114 pengungsi Rohingya kembali terdampar di Aceh. Tepatnya di Desa Alue Buya, Bireuen pada Minggu (6/3). Setelah sekian hari berada di tempat pengungsian, mereka diusir oleh penduduk setempat. Alasannya, mereka tidak bisa diatur dan senantiasa mencoba untuk melarikan diri dari pengungsian. 


Kepala Desa Alue Buya Pasie, Muslem, membenarkan warganya bertindak mengusir pengungsi Rohingya karena tidak mau diatur. Penyebabnya, kata dia, diduga ada provokator di dalam rombongan pengungsi tersebut. (www.cnnindonesia.com, 21/3/2022)

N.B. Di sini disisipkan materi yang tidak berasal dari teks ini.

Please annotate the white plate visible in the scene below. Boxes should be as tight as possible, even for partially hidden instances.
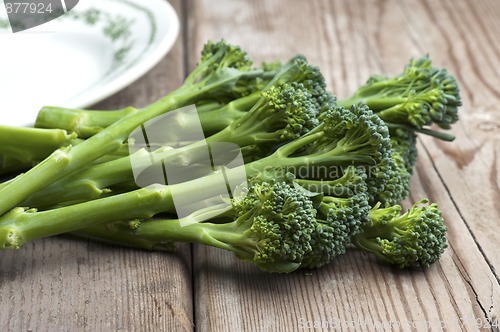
[0,0,179,126]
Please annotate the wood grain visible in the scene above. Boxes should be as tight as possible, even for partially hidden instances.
[0,0,193,332]
[187,0,500,331]
[0,0,500,331]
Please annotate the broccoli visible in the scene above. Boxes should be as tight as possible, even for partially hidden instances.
[19,102,393,208]
[352,199,447,268]
[0,42,284,214]
[0,126,80,175]
[338,56,462,140]
[295,166,370,268]
[0,174,316,272]
[23,83,319,208]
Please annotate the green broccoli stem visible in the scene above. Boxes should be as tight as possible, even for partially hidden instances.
[35,106,137,138]
[197,92,262,136]
[0,68,257,215]
[35,93,260,138]
[337,95,408,113]
[0,125,78,165]
[0,161,237,249]
[384,121,455,142]
[76,219,255,259]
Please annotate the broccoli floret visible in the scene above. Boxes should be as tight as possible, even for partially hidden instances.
[353,199,447,268]
[389,128,418,175]
[73,179,316,272]
[372,128,417,205]
[296,166,370,268]
[338,56,462,140]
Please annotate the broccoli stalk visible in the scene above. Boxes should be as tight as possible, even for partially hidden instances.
[295,166,370,268]
[0,42,274,215]
[35,91,261,138]
[338,56,461,141]
[23,83,319,208]
[352,199,447,268]
[0,177,315,272]
[0,101,390,247]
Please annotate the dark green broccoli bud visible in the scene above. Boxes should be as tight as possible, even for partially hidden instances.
[295,166,370,268]
[353,199,447,268]
[338,56,462,140]
[182,40,262,103]
[268,55,336,114]
[206,83,319,160]
[389,128,418,175]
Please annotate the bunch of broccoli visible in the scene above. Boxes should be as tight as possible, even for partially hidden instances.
[0,41,461,272]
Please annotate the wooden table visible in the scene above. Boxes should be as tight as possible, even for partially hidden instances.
[0,0,500,331]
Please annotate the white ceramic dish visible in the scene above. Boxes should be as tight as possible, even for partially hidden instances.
[0,0,179,126]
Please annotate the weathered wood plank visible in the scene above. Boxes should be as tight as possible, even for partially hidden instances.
[187,0,500,331]
[0,0,193,331]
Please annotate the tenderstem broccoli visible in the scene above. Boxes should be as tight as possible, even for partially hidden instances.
[337,56,462,140]
[353,200,447,268]
[0,42,295,214]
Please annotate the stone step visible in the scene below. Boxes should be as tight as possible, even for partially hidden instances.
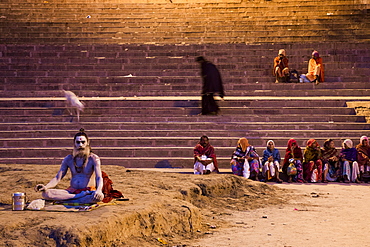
[0,88,370,98]
[0,144,360,168]
[0,96,358,108]
[0,128,367,140]
[0,101,356,113]
[0,121,370,133]
[1,115,366,125]
[0,134,360,149]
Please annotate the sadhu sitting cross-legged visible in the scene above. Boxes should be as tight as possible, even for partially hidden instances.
[35,130,104,204]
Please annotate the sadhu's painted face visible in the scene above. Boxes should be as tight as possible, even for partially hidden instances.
[200,137,209,147]
[75,136,89,150]
[267,142,275,150]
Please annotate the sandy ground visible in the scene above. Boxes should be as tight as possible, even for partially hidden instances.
[196,183,370,247]
[0,165,370,247]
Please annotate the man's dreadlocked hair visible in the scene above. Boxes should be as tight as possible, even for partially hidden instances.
[73,128,89,141]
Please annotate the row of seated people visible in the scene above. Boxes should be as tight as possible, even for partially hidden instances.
[194,136,370,183]
[273,49,325,85]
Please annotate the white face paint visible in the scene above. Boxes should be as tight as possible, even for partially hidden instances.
[75,136,88,149]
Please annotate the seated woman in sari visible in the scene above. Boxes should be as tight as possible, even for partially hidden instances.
[321,139,340,182]
[303,139,322,183]
[262,140,283,183]
[356,136,370,180]
[283,139,306,183]
[230,137,260,180]
[273,49,289,83]
[339,139,360,183]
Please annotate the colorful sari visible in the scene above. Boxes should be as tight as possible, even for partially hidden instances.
[194,143,219,172]
[230,138,260,178]
[321,139,341,182]
[303,139,322,182]
[283,139,304,183]
[356,136,370,172]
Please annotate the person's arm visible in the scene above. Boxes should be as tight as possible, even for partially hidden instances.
[93,156,104,201]
[35,158,68,191]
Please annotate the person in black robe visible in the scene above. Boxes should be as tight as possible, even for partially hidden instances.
[196,57,225,115]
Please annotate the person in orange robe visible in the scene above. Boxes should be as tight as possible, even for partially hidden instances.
[306,51,325,85]
[273,49,289,83]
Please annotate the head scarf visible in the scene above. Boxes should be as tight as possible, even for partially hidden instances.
[284,138,303,167]
[343,139,353,148]
[321,138,337,163]
[356,136,370,166]
[307,139,319,148]
[278,49,286,57]
[237,137,250,152]
[324,138,333,149]
[266,140,275,148]
[312,51,320,58]
[360,136,369,145]
[340,139,357,161]
[286,138,299,152]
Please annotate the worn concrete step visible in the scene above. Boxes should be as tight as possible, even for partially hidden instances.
[0,128,368,140]
[0,96,358,108]
[1,114,366,124]
[0,120,370,132]
[0,88,370,98]
[0,104,357,116]
[0,135,360,149]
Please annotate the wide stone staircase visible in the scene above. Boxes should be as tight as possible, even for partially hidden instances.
[0,0,370,168]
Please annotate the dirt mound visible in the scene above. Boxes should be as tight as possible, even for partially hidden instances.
[0,165,288,246]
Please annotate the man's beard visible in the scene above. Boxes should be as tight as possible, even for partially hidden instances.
[73,146,90,158]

Muslem menambahkan bahwa warga awalnya memperlakukan para pengungsi dengan baik. Mereka memberi makan, tempat, dan bantuan. Tapi ternyata tetap tidak terjadi integrasi antara pengungsi dan warga setempat. Padahal kedua belah pihak sama-sama muslim. Mereka tidak seperti kaum Anshor dan Muhajirin yang melebur menjadi satu umat dalam ikatan akidah Islam.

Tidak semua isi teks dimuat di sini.